Whether Smith’s view of Goldman is accurate is now a topic of fervent debate. It may be that Smith is onto something that is not specific to Goldman — a sea change on Wall Street.
While it’s popular to say the change is the result of unfettered greed, in fact, the seeds were probably sown by clients — the very ones Smith says Goldman doesn’t serve.
To get the full picture requires looking at the financial world just before Glass-Steagall was repealed. The law was intended to keep banks from investing customers’ deposits in the risky business of securities underwriting. But commercial banks had been chipping away at the law for 30 years. By 1999, the year the law was repealed, banks were already lending and underwriting to the same clients. They were risking their balance sheets on behalf of clients in every way they could.
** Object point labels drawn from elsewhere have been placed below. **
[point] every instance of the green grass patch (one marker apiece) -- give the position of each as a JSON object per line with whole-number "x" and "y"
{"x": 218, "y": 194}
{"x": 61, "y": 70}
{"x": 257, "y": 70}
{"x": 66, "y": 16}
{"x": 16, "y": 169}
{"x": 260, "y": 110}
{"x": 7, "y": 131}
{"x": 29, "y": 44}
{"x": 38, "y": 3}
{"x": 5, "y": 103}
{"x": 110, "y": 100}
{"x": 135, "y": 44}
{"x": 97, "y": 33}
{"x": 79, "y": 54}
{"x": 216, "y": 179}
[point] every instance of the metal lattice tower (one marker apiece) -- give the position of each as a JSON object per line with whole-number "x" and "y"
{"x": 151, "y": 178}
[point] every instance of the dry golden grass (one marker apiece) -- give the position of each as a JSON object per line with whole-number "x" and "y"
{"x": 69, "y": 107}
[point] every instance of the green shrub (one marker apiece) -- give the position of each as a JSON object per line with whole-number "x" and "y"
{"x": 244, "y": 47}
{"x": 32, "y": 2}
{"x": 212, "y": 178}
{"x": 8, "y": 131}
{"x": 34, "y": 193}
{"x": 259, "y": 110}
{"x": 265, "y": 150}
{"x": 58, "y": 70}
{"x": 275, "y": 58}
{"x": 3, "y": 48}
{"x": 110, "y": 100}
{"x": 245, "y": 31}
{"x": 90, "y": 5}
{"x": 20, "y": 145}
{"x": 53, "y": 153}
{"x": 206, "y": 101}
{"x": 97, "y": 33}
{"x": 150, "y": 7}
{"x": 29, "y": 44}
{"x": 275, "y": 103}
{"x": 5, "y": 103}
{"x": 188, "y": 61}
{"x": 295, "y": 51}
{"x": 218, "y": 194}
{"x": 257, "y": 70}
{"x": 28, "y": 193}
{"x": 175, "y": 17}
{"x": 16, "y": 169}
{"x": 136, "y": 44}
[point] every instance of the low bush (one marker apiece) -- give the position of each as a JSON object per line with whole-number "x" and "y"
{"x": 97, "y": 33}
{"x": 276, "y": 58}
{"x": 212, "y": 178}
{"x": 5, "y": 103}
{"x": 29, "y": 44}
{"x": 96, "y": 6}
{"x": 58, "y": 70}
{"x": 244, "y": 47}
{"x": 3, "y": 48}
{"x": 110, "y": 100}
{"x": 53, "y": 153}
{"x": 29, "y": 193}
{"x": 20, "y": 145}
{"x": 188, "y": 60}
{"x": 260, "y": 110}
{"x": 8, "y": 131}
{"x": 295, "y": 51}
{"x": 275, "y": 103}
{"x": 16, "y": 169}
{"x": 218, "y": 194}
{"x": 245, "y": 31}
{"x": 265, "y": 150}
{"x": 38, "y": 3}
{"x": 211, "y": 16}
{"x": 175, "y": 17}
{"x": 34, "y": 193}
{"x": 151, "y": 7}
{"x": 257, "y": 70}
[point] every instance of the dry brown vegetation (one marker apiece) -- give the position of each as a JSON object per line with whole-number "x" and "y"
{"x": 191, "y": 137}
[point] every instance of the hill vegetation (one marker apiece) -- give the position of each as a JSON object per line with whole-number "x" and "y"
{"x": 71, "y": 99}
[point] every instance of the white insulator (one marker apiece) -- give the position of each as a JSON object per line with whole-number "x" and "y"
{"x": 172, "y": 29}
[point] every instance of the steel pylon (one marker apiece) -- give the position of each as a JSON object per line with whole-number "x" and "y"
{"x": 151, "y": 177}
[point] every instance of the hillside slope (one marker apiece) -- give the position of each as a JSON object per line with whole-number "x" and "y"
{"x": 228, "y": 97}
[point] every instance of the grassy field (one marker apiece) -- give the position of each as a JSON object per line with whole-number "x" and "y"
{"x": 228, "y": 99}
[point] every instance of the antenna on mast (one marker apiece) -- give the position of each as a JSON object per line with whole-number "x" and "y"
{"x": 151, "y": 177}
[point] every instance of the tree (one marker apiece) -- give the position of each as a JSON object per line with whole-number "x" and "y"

Securities firms had to respond or lose their business. Clients wanted their financing bundled, because loans plus underwriting usually meant cheaper cost of funds. Most Wall Street firms were too small to compete with the likes of JPMorgan or Citigroup in this way. So they went public to boost the size of their balance sheets and support risk-taking for their institutional customers. Goldman Sachs went public in 1999, the year before Smith joined the firm.
With more capital, Wall Street expanded the risk it could take on and the services it could offer to clients. It could buy up bigger positions from institutional clients who wanted to get rid of an investment fast, without sending the share price into a nosedive. It could better support bond and commodities trading. These were all good things for clients, and made a lot of money for the firms that could provide them.
As clients demanded more of the balance sheet, the nature of the relationship with the firm was bound to change. Clients rely on Wall Street firms to take the other side of a trade. There is no doubt this new relationship creates conflicts of interest. A trading firm is motivated to make a good trade for its own account, which benefits shareholders, as well as perform a service for its client.
Certainly in the case of Goldman Sachs, clients who are trading partners take this conflict in stride. They say they expect a firm that takes the other side of a trade to have the opposite view from theirs. Clients also acknowledge pressuring Goldman to do a particular trade, and say that Goldman does a good job. “Greg Smith doesn’t change the way we view the firm,” says Mark Lasry, founder of $12 billion hedge fund Avenue Capital. “In all our dealings with Goldman, we found them ethical and proper.”
Ironically, clients say Goldman and other Wall Street firms are becoming more ruthless about which clients they want to do business with. This gets back to changes in compensation. Firms are deferring pay in an effort to ensure that bankers create the most possible value for shareholders. Across Wall Street, firms are measuring performance in a more quantitative way, looking at the longer-term returns of individual business units, and even individual trading desks, to justify pay. Employees in the most profitable businesses will get paid the most. That means they are more ruthless about cutting relationships that aren’t profitable. That’s what shareholders want to see.
“In the past you did research and all sorts of things for the benefit of the client,” said one client who uses several securities firms. “Now they can tell me if I’m in the top 10 relationships, or top 20. If you drop out of the top 50, they’ll tell you we’re not one of our top clients, we can’t just do stuff for you.”